Preheat oven to 425°F. Heat 2 tsp vegetable oil in small saucepan over low heat. Add garlic and cumin and cook until fragrant, 2 to 3 minutes. Add lentils, 2 cups water, and a pinch of salt. Increase heat to medium and bring to a boil. Cover, reduce heat to low, and simmer until lentils are tender, 20 to 25 minutes. (4-serving meal: use 4 tsp vegetable oil, 4 cups water) (TIPS: To “sort” lentils (as noted in ingredient list) means to look for and discard any naturally occurring debris or stones. The cooked lentils should be the texture of refried beans; if they are too dry, add more water, 1 tbsp at a time.)

2
Make the tostadas and smoky pepitas

Brush tortillas on both sides with 1 tsp vegetable oil each and arrange on foil-lined baking sheet. Roast until beginning to brown, 6 to 8 minutes. Flip tortillas and move to one side of baking sheet. Add pumpkin seeds, paprika, 1 tsp vegetable oil, and a pinch of salt and pepper to other side of baking sheet and toss to coat.
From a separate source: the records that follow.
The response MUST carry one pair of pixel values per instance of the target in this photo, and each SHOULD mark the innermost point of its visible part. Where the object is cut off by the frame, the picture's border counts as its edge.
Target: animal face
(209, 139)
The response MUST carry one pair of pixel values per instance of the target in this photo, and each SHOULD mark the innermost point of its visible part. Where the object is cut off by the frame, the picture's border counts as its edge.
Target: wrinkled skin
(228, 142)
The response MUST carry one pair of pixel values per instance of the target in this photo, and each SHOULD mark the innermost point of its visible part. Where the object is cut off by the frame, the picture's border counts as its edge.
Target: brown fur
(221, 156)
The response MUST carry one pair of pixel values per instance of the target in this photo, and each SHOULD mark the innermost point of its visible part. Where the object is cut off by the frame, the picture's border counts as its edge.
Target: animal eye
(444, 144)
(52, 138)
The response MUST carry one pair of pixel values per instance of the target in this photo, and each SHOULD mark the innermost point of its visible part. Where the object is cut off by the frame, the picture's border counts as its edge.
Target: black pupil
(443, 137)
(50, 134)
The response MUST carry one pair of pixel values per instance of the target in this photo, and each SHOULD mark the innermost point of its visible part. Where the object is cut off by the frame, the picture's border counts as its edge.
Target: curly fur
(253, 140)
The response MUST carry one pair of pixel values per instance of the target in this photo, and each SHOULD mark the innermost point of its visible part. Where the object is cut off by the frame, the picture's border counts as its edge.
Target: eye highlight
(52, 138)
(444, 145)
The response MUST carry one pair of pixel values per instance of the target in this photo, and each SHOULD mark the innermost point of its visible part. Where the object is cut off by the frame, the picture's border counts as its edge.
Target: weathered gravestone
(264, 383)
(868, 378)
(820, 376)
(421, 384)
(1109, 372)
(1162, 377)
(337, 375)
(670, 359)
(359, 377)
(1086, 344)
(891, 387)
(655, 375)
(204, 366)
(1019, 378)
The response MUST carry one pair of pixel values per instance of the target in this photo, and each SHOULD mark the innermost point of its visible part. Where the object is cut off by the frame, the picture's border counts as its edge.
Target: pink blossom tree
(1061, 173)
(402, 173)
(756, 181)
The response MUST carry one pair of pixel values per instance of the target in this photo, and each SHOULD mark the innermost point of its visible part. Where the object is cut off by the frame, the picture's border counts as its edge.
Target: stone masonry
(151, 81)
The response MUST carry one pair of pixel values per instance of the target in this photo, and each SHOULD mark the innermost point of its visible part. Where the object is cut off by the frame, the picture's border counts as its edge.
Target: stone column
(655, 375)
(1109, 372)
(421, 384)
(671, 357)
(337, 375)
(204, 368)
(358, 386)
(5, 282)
Roast until tortillas are crispy and pumpkin seeds are fragrant, 1 to 2 minutes. (4-serving meal: use 2 tsp vegetable oil for pumpkin seeds) (TIP: The tortillas can overlap to fit the pumpkin seeds.)

3
Make the spicy green slaw

Combine coleslaw, mojo verde, roasted red peppers, and a pinch of salt and pepper in medium bowl and toss.

4
Serve

Divide tostadas between plates and top with smashed lentils, spicy green slaw, smoky pepitas, and pickled jalapeños. Enjoy!